This second post in my series about MR’s ongoing struggle with big data is focused on our stubborn resistance to the analytic techniques that are an essential part of the big data paradigm. It’s hard to talk about those analytic challenges without referring to Chris Anderson’s 2008 Wired editorial, “The end of theory: The data deluge makes the scientific method obsolete.”
Faced with massive data, this approach to science — hypothesize, model, test — is becoming obsolete. . . Petabytes allow us to say: ‘Correlation is enough.’ We can stop looking for models. We can analyze the data without hypotheses about what it might show. We can throw the numbers into the biggest computing clusters the world has ever seen and let statistical algorithms find patterns where science cannot.
This is a pretty good statement of the data science perspective and its faith in machine learning--the use of algorithms capable of finding patterns in data unguided by a set of analytic assumptions about the relationship among data items. To paraphrase Vasant Dhar, we are used to asking the question, “Do these data fit this model?” The data scientist asks the question, “What model fits these data?”
The research design and analytic approaches that are at the core of what we do developed at a time when data were scarce and expensive, when the analytic tools at our disposal were weak and under powered. The combination of big data and rapidly expanding computing technology has changed that calculus.
So have the goals of MR. More than ever our clients look to us to predict consumer behavior, something we have often struggled with. We need better models. The promise of data science is precisely that: more data and better tools leads to better models.
All of this is anathema to many of us in the social sciences. But there also is a longstanding argument within the statistical profession about the value of algorithmic analysis methods. For example, in 2001 the distinguished statistician Leo Breiman described two cultures within the statistical profession.
One assumes that the data are generated by a given stochastic data model. The other uses algorithmic models and treats the data mechanism as unknown. . .If our goal as a field is to use data to solve problems, then we need to move away from exclusive dependence on data models and adopt a more diverse set of tools.
One can find similar arguments from statisticians going back to the 1960s.

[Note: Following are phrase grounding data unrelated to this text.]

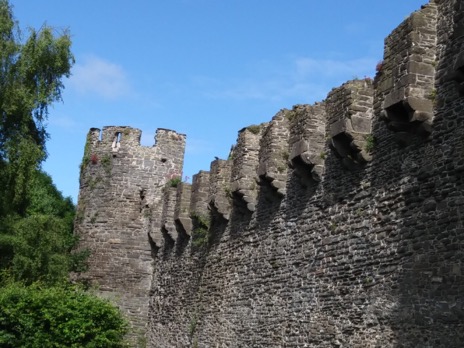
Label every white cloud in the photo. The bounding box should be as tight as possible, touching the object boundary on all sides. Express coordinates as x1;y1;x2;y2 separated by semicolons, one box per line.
195;56;377;103
70;55;133;100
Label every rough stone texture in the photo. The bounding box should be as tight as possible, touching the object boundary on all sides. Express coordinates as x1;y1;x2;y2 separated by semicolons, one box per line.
74;127;185;344
326;79;374;165
257;110;290;196
161;187;178;242
76;1;464;347
288;104;326;183
209;159;233;220
174;182;192;236
230;125;266;212
190;171;211;217
438;0;464;95
377;1;438;136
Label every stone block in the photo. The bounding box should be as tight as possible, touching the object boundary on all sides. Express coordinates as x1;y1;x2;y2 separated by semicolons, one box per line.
407;61;436;76
329;119;347;138
350;115;372;134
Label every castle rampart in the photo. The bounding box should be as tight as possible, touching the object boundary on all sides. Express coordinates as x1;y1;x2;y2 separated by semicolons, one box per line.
288;103;326;183
209;159;233;220
75;1;464;346
257;110;290;196
377;2;438;138
230;125;266;212
326;79;374;166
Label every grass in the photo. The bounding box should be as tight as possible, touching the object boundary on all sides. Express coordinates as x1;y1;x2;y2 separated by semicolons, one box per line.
246;125;261;135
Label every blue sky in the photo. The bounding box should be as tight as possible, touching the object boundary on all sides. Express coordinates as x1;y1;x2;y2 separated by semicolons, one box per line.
11;0;427;202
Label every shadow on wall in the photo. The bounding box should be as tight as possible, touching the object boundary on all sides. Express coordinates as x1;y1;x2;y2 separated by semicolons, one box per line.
389;2;464;346
390;45;464;348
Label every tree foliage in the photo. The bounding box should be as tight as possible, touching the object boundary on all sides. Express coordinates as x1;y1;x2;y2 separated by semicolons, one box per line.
0;2;129;346
0;170;88;284
0;0;74;215
0;0;78;283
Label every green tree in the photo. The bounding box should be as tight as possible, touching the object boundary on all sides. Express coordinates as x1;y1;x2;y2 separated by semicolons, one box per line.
0;169;88;285
0;0;80;283
0;0;74;216
0;3;128;347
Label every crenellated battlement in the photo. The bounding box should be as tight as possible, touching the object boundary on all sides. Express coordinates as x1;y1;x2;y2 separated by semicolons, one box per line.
209;159;233;220
288;103;326;183
326;79;374;167
230;124;267;212
377;2;438;138
75;1;464;346
258;110;290;196
83;126;186;158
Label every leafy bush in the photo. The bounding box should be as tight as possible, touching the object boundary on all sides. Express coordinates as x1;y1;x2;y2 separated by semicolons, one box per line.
0;283;128;347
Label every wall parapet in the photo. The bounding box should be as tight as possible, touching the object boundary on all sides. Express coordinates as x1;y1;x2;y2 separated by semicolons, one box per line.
230;124;266;212
288;104;326;183
174;182;192;236
75;2;464;346
209;159;233;220
257;110;290;196
326;79;374;168
377;2;438;138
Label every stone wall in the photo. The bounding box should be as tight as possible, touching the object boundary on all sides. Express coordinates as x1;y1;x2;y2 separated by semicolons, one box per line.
377;1;437;138
74;127;186;343
288;104;326;184
76;1;464;346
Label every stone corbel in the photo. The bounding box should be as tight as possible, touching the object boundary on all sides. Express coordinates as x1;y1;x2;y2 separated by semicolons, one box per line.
381;89;433;136
289;140;324;182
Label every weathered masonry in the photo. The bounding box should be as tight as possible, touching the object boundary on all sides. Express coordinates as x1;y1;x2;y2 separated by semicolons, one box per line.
75;1;464;347
74;127;186;341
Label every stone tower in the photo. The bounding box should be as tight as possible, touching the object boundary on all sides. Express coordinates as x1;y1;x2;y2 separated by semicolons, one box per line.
74;126;185;341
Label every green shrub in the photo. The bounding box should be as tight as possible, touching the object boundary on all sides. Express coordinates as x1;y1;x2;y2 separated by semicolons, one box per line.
190;212;211;247
364;134;375;153
0;283;128;347
167;176;182;188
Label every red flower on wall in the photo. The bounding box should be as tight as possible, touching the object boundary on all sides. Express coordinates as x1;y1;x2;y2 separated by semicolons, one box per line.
91;154;98;164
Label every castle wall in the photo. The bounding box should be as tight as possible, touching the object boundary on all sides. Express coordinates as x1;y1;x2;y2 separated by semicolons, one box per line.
288;104;326;183
76;1;464;347
258;110;290;196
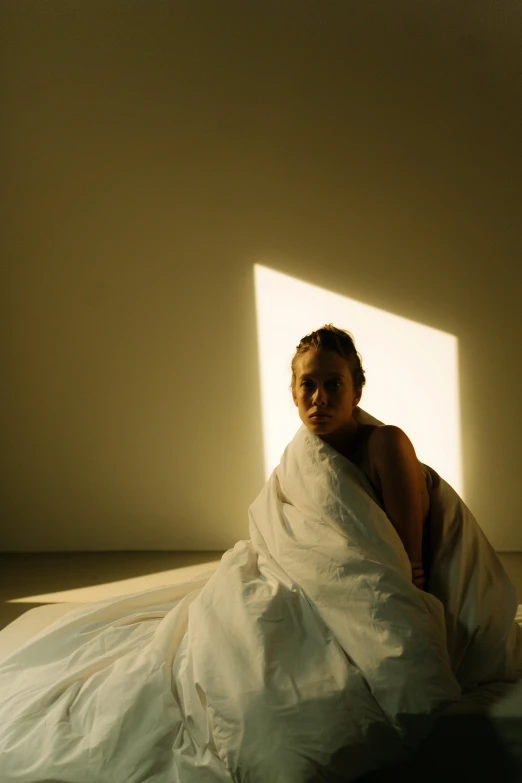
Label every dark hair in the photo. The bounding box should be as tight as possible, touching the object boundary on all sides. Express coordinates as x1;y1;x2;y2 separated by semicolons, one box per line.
290;324;366;394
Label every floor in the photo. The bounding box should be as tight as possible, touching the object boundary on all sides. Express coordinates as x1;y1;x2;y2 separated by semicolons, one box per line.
1;550;521;633
0;551;225;632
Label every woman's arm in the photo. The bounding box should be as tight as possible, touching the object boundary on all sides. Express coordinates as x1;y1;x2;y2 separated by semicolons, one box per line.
368;425;426;588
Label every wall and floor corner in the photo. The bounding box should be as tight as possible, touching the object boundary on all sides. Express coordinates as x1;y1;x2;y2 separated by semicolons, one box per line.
1;2;521;570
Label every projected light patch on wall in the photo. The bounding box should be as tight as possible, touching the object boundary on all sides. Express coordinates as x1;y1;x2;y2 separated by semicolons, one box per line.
254;264;463;497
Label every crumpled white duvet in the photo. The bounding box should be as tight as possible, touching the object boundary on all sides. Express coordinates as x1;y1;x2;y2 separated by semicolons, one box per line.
0;415;521;783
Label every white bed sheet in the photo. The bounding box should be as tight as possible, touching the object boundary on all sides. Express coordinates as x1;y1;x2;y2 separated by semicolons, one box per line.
1;600;522;783
0;603;85;664
2;602;521;699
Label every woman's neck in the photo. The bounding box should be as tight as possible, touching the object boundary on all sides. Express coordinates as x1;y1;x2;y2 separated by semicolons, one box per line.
320;417;360;459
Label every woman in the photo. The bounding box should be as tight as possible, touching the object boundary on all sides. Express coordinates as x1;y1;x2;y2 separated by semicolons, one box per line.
290;324;431;590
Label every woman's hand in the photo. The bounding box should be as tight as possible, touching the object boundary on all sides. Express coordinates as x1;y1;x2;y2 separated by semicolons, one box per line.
411;564;426;590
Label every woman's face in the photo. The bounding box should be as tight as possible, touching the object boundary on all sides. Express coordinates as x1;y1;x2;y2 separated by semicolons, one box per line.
292;348;361;437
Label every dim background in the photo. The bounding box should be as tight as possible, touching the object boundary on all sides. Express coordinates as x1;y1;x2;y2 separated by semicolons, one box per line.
1;0;521;553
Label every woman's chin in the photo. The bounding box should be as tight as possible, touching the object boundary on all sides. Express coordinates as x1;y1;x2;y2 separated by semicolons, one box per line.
308;418;334;431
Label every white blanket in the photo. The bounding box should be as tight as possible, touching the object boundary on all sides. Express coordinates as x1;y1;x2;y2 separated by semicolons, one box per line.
0;413;520;782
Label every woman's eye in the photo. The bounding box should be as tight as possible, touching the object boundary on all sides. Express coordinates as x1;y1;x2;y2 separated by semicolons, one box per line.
301;380;341;388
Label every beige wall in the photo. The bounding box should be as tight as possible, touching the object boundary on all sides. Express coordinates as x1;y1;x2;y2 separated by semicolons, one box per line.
1;1;521;552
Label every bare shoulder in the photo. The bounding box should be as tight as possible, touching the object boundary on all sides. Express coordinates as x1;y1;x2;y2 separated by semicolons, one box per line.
366;425;418;463
366;424;430;515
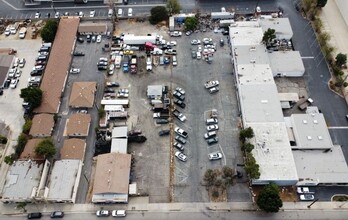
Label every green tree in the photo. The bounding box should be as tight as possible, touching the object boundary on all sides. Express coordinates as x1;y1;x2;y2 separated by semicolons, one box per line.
149;6;168;25
184;17;198;30
15;133;28;157
22;119;32;135
242;142;254;153
335;53;347;67
4;155;15;165
203;169;217;186
244;153;260;179
20;87;43;110
35;138;56;159
40;19;58;42
262;28;276;44
239;127;255;143
98;107;105;118
0;135;7;144
317;0;328;7
167;0;181;15
257;183;283;212
16;202;27;213
222;166;234;178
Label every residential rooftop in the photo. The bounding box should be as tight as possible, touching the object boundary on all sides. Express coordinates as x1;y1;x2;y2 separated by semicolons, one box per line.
60;138;86;161
69;81;97;108
65;113;91;137
35;17;80;113
29;114;54;137
20;139;44;161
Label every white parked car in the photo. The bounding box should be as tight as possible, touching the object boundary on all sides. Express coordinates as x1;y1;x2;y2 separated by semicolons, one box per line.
170;31;182;37
34;12;41;19
79;11;84;17
10;78;19;89
207;124;219;131
70;68;80;74
19;58;26;68
90;10;95;17
300;194;315;201
55;12;60;18
175;87;185;95
111;210;126;217
178;113;186;122
96;35;102;43
208;152;222;160
191;39;201;45
96;210;110;217
175;151;187;162
297;187;314;194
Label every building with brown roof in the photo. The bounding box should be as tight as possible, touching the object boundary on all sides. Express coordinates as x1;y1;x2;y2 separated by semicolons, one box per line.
69;82;97;108
20;139;44;161
61;139;86;161
29;114;54;137
65;113;91;137
92;153;131;203
35;17;80;114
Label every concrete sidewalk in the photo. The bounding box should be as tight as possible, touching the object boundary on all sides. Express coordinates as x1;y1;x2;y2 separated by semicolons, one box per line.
2;198;348;216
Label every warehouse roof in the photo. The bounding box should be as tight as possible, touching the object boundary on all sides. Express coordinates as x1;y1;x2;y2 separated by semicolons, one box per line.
112;126;128;138
229;26;263;46
46;160;81;203
260;17;293;40
237;64;274;85
290;113;333;150
234;45;270;65
247;122;298;185
111;139;128;154
293;145;348;185
268;51;305;76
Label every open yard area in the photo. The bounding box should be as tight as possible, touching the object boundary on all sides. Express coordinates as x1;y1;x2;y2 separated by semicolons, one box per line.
114;19;251;203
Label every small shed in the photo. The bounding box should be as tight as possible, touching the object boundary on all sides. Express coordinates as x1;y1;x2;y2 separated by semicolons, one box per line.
147;85;163;99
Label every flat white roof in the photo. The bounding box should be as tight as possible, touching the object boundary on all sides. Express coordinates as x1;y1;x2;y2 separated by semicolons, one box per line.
104;105;124;112
247;122;298;183
111;138;128;154
2;161;43;200
293;145;348;184
147;85;162;97
101;99;129;105
234;45;270;65
47;160;82;202
112;126;128;138
290;113;333;150
260;17;293;39
239;84;284;123
268;51;305;75
237;64;274;85
278;93;299;102
229;26;263;46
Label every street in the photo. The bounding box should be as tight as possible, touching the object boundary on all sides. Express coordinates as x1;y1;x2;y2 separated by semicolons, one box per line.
3;209;348;220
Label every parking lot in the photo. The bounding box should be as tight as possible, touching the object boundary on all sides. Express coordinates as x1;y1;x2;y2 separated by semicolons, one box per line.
113;20;251;203
0;38;42;144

There are dangers, of course, and arguments about correlation versus causality and endogeneity need to be taken seriously. (Check out Tyler Vigen’s spurious correlation website for some entertaining examples.) But any serious data scientist will be quick to note that doing this kind of analysis requires more than good math skills, massive computing power, and a library of machine learning algorithms. Domain knowledge and critical judgment are essential. Or, as Nate Silver reminds us, “Data-driven predictions can succeed—and they can fail. It is when we deny our role in the process that the odds of failure rise”